The renewed interest in our environment is long overdue and is a healthy sign for the future. Conserving resources, reusing materials, and recycling what cannot be used again makes sense.
It is not new, just packaged differently. Conservation is part of our new “green culture.”
Regardless of how it is marketed, the green economy works best when greenbacks are associated with it.
There is nothing wrong with making a buck by saving energy, cutting down on raw materials going into manufacturing, or simply using less.
In fact, it’s an idea we all should embrace.
Remember the Great Depression slogan, “Use it up, wear it out, make it do, and do without.”
It seems to be making a comeback. People have been recycling for years.
For example, today much of our paper comes from used newspapers, paper sacks and cardboard boxes collected curbside or by recyclers.
Whereas once wood chips from sawmills and logging operations were “the” raw material going into pulp production, today they are a source.
Using paper over and over again saves electricity, as well. For example, Nippon Paper Industries USA owns and operates a pulp and paper operation in Port Angeles.
The mill was built in 1920, and one of the key reasons it was located there was cheap power from two dams on the nearby Elwha River.
Electricity from those impoundments ran huge electric grinders which mashed wood chips into pulp.
The pulp then went to paper machines which produced newsprint and telephone directory paper.
In 1992, Nippon’s predecessor installed a de-inking facility, and today 40 percent of the pulp comes from recycled newspapers and telephone books.
As a result, those giant refiners operate less often, cutting down on the plant’s electrical load.
Industrial recycling is not new. I grew up in the 1950s just outside of Butte, a Montana mining town with the slogan, “The Richest Hill on Earth.”
It was rich in copper, gold, silver and many precious metals we use in our computers, flat screen televisions, cell phones and other everyday products.
Because Butte was a mining town, the water pumped out of the underground shafts was heavily contaminated with metals.
Men wanting to earn extra money would pick through the burned over garbage dumps collecting steel cans.
They’d pile cans as high as possible in their pickup truck beds and sell their loads to the Anaconda Copper Mining Co. (ACM).
The ACM would dump the cans into the mine water settling ponds, allow the copper to replace the iron in the cans, and then smelt the cans to remove the copper and other precious metals.
The company would then treat the waste water for iron.
The company and the can pickers made money, and because iron was easier to treat than copper, environmental cleanup was easier.
It isn’t just the big operators who recycled. As an electrician, my father put new wiring in many older homes in Walkerville, which made them safer. Many house fires started because older wiring overheated or electrical boxes shorted out.

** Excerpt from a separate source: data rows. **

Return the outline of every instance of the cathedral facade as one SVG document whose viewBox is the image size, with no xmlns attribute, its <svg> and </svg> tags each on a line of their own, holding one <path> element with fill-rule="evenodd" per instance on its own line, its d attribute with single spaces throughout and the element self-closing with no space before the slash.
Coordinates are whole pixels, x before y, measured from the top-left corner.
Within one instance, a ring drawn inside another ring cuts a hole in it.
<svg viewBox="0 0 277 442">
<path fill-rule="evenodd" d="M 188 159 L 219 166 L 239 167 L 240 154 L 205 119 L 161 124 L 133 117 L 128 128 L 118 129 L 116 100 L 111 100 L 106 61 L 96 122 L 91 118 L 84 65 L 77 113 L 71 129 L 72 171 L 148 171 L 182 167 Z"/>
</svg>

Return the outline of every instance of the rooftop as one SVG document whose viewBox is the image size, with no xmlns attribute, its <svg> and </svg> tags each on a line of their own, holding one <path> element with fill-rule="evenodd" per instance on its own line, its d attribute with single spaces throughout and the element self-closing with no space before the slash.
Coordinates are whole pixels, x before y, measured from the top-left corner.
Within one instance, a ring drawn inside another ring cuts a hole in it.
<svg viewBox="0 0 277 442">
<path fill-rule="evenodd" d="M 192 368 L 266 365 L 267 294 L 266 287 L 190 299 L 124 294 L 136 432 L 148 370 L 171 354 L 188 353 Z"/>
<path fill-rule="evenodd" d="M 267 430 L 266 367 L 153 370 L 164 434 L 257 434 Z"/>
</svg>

Part of his compensation was selling the old copper wire to the scrap dealers.
Green industries are popping up all over the world because it is the right thing to do, and there are associated economic incentives.
The latest example is Costco. Earlier this year, the Issaquah-based retail giant announced it will begin installing large solar arrays on the roofs of its stores in California and Hawaii.
The one in Kona is the largest solar array in Hawaii.
These installations cost $750,000 each, but Costco will make the money back in three to five years.
Similar innovations are happening so fast that governments can’t keep up with them. Instead of supporting these efforts, many elected officials and agencies are getting in the way by imposing mandates, restrictions and punitive regulations to achieve our conservation goals.
The best thing government can do is to remove barriers to innovation and let it happen.
The simple fact is, no government mandate can replace market-based incentives that allow people to make a profit.
Don Brunell is president of the Association of Washington Business.